Entonces utilizó el brazo izquierdo para golpear a la mujer. Fuera cual fuera el motivo, el hechizo no detuvo su puño contra el pecho de ella, y la sacerdotisa cayó encima de los que la seguían. Pero el grupo se recuperó y volvió al ataque. Eragon paró un torpe intento de uno de ellos, lanzó un grito y le clavó el puño en el vientre, lanzando al hombre contra uno de los bancos. Luego mató al siguiente sacerdote de forma similar. El sacerdote que quedaba a su derecha sucumbió por un dardo que se le clavó en el cuello, y otro cayó al suelo bajo el ataque de Solembum. Solo quedaba uno de los seguidores de Tosk, una mujer: Arya la agarró por la pechera con la mano que le quedaba libre y la lanzó por los aires.

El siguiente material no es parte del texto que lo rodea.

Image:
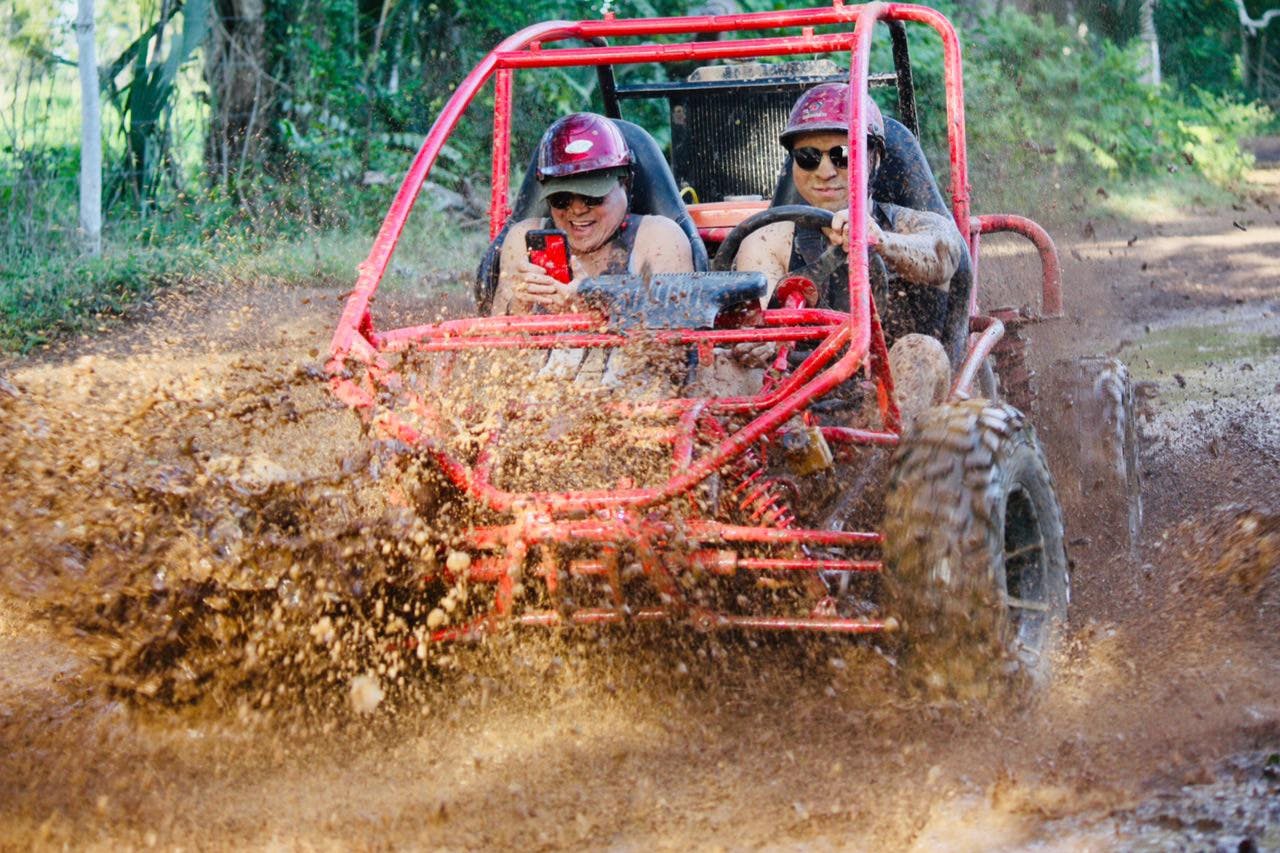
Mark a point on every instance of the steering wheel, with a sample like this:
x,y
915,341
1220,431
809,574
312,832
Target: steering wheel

Durante la escaramuza, cuatro novicios habían levantado las andas del sumo sacerdote y se lo llevaban con paso rápido por el lado este de la catedral, en dirección a la entrada principal. En cuanto se dio cuenta de ello, Eragon subió al altar de un salto tirando al suelo un plato y una copa y, desde allí, saltó por encima de los cuerpos de los sacerdotes para lanzarse a la carrera hacia el otro extremo de la catedral, para perseguir a los novicios. Estos, al ver que Eragon llegaba a la puerta, se pararon.

—¡Dad la vuelta! —gritó el sumo sacerdote—. ¡Dad la vuelta!

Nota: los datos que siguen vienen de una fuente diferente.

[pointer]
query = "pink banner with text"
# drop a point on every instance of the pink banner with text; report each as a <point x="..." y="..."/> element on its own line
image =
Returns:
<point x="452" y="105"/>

Sus sirvientes obedecieron, pero se encontraron frente a Arya, que transportaba a uno de los suyos sobre los hombros. Los novicios chillaron y corrieron hacia uno de los lados pasando entre dos hileras de bancos. Pero no habían avanzado mucho cuando Solembum apareció por el otro extremo cerrándoles el paso. El hombre gato avanzaba hacia ellos con las orejas pegadas a la cabeza y emitiendo un ronquido tan profundo que a Eragon se le pusieron todos los pelos de punta. Tras él se acercaba Angela, desde el altar, con el puñal en una mano y un dardo verde y amarillo en la otra.

Eragon se preguntó cuántas armas llevaba encima.

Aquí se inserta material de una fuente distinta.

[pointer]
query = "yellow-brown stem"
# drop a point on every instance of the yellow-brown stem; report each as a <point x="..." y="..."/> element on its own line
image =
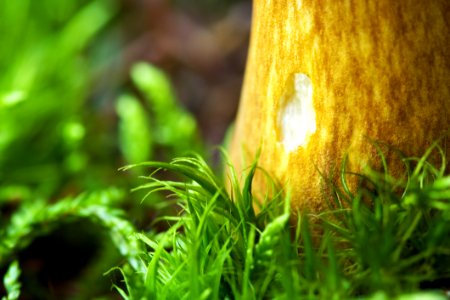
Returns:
<point x="378" y="69"/>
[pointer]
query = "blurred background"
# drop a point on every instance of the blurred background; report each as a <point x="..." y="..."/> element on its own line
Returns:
<point x="87" y="87"/>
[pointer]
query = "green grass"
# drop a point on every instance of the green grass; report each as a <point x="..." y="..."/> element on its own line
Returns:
<point x="390" y="239"/>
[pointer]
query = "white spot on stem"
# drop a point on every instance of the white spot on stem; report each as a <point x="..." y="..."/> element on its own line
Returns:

Pero los novicios no perdieron el coraje ni abandonaron a su señor, sino que lanzaron un grito y corrieron incluso más rápido en dirección a Solembum, quizá porque el gato era el más pequeño de sus enemigos y les debía de parecer que sería más fácil vencerlo. Pero estaban equivocados. Solembum, con un movimiento fluido, se agachó para tomar impulso y saltó hacia uno de los novicios que iban delante. Mientras el hombre gato volaba por los aires, el sumo sacerdote pronunció una palabra en el idioma antiguo. Eragon no la comprendió, pero no cabía duda de que pertenecía al idioma de los elfos. El hechizo no tuvo ningún efecto en Solembum, aunque Eragon se dio cuenta de que Angela trastabillaba como si hubiera recibido un golpe.

Solembum se precipitó sobre uno de los novicios y el joven cayó al suelo, gritando bajo las zarpas del hombre gato. Los demás novicios tropezaron con el cuerpo de su compañero y también cayeron al suelo tumbando al sumo sacerdote sobre uno de los bancos, donde se quedó retorciéndose como un gusano.

Al cabo de un instante, Eragon llegó hasta ellos y acabó con los jóvenes con tres golpes de la espada. El cuarto había sucumbido bajo las fauces de Solembum.

Cuando estuvo seguro de que los hombres estaban muertos, se dio la vuelta para acabar de una vez por todas con el sumo sacerdote.

Pero mientras se acercaba a la lisiada criatura, una mente lo invadió.

Penetraba y tanteaba hasta las partes más profundas e íntimas de su mente, intentando encontrar sus pensamientos. Ese violento ataque obligó a Eragon a detenerse y a concentrarse para poder defenderse del intruso.